Nehemiah Tucker
Portrayed by Howard Charles | |
Full Name | Akwiratékha Nehemiah Walter Roydon Tucker |
---|---|
Title | Mr. Tucker |
Associated Noble House(s) | Earldom of Wyck |
Date of Birth | 20th June, 1785 |
Father | Walter Roydon |
Father's Rank | Earl |
Mother | Kateri Tucker |
Mother's Rank | None |
Town Residence | 28 Berkeley Square |
Income | ???? |
School | ???? |
University | None |
Year Attained Title | ???? |
Mr. Nehemiah 'Tuck' Tucker, late of Boston, has recently arrived in town alongside his grandmother Kaniehtiio Tucker. They are staying with Sir Feardorcha and Lady Mirabel.
Tuck is the legitmate son of the Earl of Wyck. Lord Wyck does not know this yet.
Tuck is played by Micaela
Family
- Mother: Kateri Tucker (1757-1803)
- Father: Walter Roydon (as yet unacknowledged but legally recorded)
- Grandmother: Kaniehtiio Tucker (1733)
- Grandfather: George Phineas Tucker (1730-1793)
History
Kateri Tucker of Albany, the daughter of a free black man and a Mohawk woman, had followed the British army as a laundress and cook and fallen in love with a handsome officer. She was a good girl, well-raised if a little naïve, and insisted on a wedding, to which her paramour gladly consented, assuming the priest would be only as much of a priest as these sorts generally were. In short, he wanted to take a pretty girl to bed without consequence.

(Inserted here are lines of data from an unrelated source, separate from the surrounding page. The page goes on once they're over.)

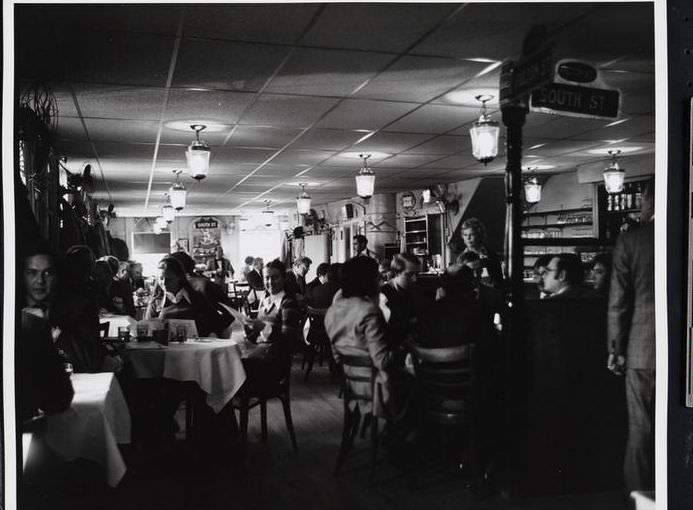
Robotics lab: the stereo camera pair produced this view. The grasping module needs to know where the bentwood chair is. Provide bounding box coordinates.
[301,306,334,381]
[408,342,478,475]
[334,354,378,485]
[232,352,298,461]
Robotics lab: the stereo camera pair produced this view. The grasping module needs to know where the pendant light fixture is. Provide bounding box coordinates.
[185,124,212,181]
[168,170,188,211]
[524,167,541,204]
[604,150,626,193]
[296,182,310,214]
[262,200,274,227]
[356,154,375,200]
[469,94,500,165]
[161,203,176,223]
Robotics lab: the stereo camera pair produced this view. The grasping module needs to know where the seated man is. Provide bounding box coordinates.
[416,265,482,348]
[286,257,313,297]
[543,253,590,299]
[306,264,339,308]
[380,253,429,348]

What consequences could be said to arise were only made evident long after the father had left the country to avoid the ensuing unpleasantness. Kateri insisted her son was legitimate, and her parents insisted she give him their last name for his own sake. George Tucker told his daughter she'd best give her child a name that wasn't his father's if she wanted him to be his own man. Tiio Tucker told her daughter she'd best give that child a proper name if she expected Tiio to help raise it. In the end, he went by neither. A practical sort of man, George swiftly called the handsome little boy “Roy,” and mercifully it stuck.
Tucker left school a few years before his grandfather died, and his quick wits and schooling helped him rise above his station not long after; by 25 he owned a ship, by 30 several more and an office down by the Harbor. The tale of the hardscrabble urchin who rises through sheer will and work has never appealed to Tucker, but he supposes it applies. It never seemed quite so dramatic to him; he has plenty of friends, plenty of good times along with the bad. Until recently his work was for the sake of his family, but some strong words from his grandmother to the effect that she needed grandchildren, not a business, have him a little untethered.
The whole story of his birth unraveled with customary drama when Kateri lay on her deathbed, but her surviving mother convinced him not to do anything about it. That she refused to tell him where she’d hidden the relevant documents meant he kept his shoulder to the grindstone in an attempt to rise by his own merits. He does not and never has had any particular yearning to know his father. He had enough of a model in George Tucker and enough affection from his mother and grandmother, but that hunger for more burns in the back of his mind, and he knows that claiming that connection could be the edge he needs to make his small-potatoes shipping business into something greater. Besides that, going to London and scaring the life out of some fancy Lord sounds like the best fun he’s had in years.